I love this creamy dressing. The dressing takes just minutes to put together and you can make it ahead of time as well and dress the cabbage and carrots when you’re ready to eat.
It’s slightly sweet from the maple syrup, and has a little bit of a bite from the apple cider vinegar and finely grated onion. And the dressing makes eating a good size serving of a cabbage (which is really good for you as it’s a cruciferous vegetable) a delicious experience.
When I first went gluten free, I experimented with a lot with different food combinations to try and come up with more exciting dishes to eat.
One of my first and favorite food combinations ones turned out to be chicken and cole slaw tacos.
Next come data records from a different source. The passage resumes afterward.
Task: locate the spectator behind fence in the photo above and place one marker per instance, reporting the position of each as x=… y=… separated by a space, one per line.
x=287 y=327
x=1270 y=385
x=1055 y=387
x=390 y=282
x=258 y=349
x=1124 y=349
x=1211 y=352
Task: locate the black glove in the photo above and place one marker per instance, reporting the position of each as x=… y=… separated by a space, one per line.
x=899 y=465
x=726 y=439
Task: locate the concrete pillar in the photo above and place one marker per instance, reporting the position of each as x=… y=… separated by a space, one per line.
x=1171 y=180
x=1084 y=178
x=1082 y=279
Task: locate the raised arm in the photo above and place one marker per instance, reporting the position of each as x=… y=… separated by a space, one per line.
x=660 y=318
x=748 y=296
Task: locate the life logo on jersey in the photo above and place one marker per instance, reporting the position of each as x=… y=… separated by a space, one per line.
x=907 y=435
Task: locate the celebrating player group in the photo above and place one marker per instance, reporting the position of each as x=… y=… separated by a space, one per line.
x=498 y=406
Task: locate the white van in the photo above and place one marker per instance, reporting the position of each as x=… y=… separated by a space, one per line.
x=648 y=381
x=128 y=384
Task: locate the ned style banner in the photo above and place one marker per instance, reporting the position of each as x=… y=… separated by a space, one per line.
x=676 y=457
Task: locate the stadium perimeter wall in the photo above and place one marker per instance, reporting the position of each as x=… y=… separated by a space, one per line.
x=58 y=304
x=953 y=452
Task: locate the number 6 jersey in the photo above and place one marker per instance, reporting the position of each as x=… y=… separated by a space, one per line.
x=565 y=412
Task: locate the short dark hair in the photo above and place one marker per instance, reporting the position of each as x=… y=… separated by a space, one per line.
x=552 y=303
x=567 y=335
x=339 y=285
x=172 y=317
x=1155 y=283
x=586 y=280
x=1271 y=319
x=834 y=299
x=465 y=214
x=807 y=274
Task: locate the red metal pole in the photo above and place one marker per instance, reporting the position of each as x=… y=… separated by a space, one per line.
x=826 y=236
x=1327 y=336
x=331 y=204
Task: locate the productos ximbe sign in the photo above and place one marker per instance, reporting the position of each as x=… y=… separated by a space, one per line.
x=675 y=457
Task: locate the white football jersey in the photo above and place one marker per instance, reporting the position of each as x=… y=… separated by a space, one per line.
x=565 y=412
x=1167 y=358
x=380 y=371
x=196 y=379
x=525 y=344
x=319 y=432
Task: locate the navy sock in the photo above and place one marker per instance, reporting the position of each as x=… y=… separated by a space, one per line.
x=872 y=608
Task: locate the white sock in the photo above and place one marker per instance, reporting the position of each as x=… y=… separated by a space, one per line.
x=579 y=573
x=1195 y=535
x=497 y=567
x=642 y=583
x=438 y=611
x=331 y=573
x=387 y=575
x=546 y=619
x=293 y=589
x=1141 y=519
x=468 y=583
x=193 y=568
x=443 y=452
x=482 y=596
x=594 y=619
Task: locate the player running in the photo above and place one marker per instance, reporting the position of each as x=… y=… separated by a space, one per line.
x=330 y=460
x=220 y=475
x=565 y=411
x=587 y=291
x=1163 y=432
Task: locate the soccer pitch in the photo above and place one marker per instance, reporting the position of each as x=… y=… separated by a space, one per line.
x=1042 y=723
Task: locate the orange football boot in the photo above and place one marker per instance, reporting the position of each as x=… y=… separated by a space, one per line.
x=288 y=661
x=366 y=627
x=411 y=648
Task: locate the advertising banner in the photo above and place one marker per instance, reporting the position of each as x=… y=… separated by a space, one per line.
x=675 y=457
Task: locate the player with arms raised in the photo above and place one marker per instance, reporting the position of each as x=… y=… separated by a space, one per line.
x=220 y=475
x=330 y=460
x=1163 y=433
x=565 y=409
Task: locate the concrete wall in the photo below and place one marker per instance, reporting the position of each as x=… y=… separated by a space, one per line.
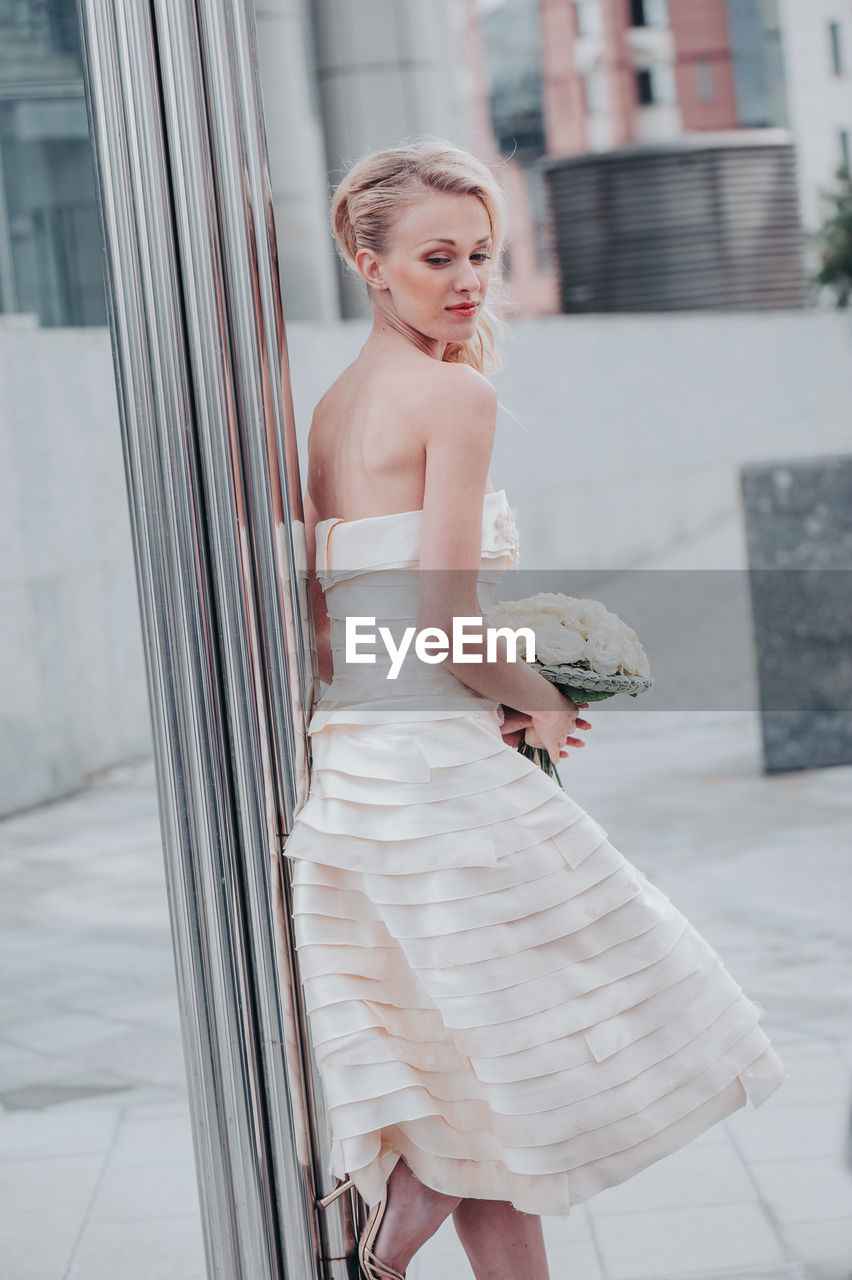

I use homemade gluten free tortillas, top them with cole slaw and some leftover roasted chicken. If you’re vegan, you can use a vegan mayo and a meatless chicken subsitute (or crispy tofu would be good too).
You can also serve the dressing over a normal salad (like I did in the picture). I trimmed off the edges of the tortillas and pan fried them with a little oil until they were crispy and added them to salad as a crouton substitute.
I hope that you enjoy the dressing (and that it makes eating lots of vegetables more exciting!).
Cole Slaw Dressing
Makes 1 serving
1/2 tbsp finely grated white onion (I use the really small holes on my box grater for this)
3 tbsp mayo (I used an avocado oil mayo)
3/4 tsp apple cider vinegar
1- 1 1/4 tsp maple syrup
pinch of salt (to taste)
1 cup finely shredded cabbage and grated carrot mix
Stir together the onion, mayo, vinegar, and maple syrup. Add salt to taste.
Pour over the cabbage and carrots and stir until well mixed. Serve.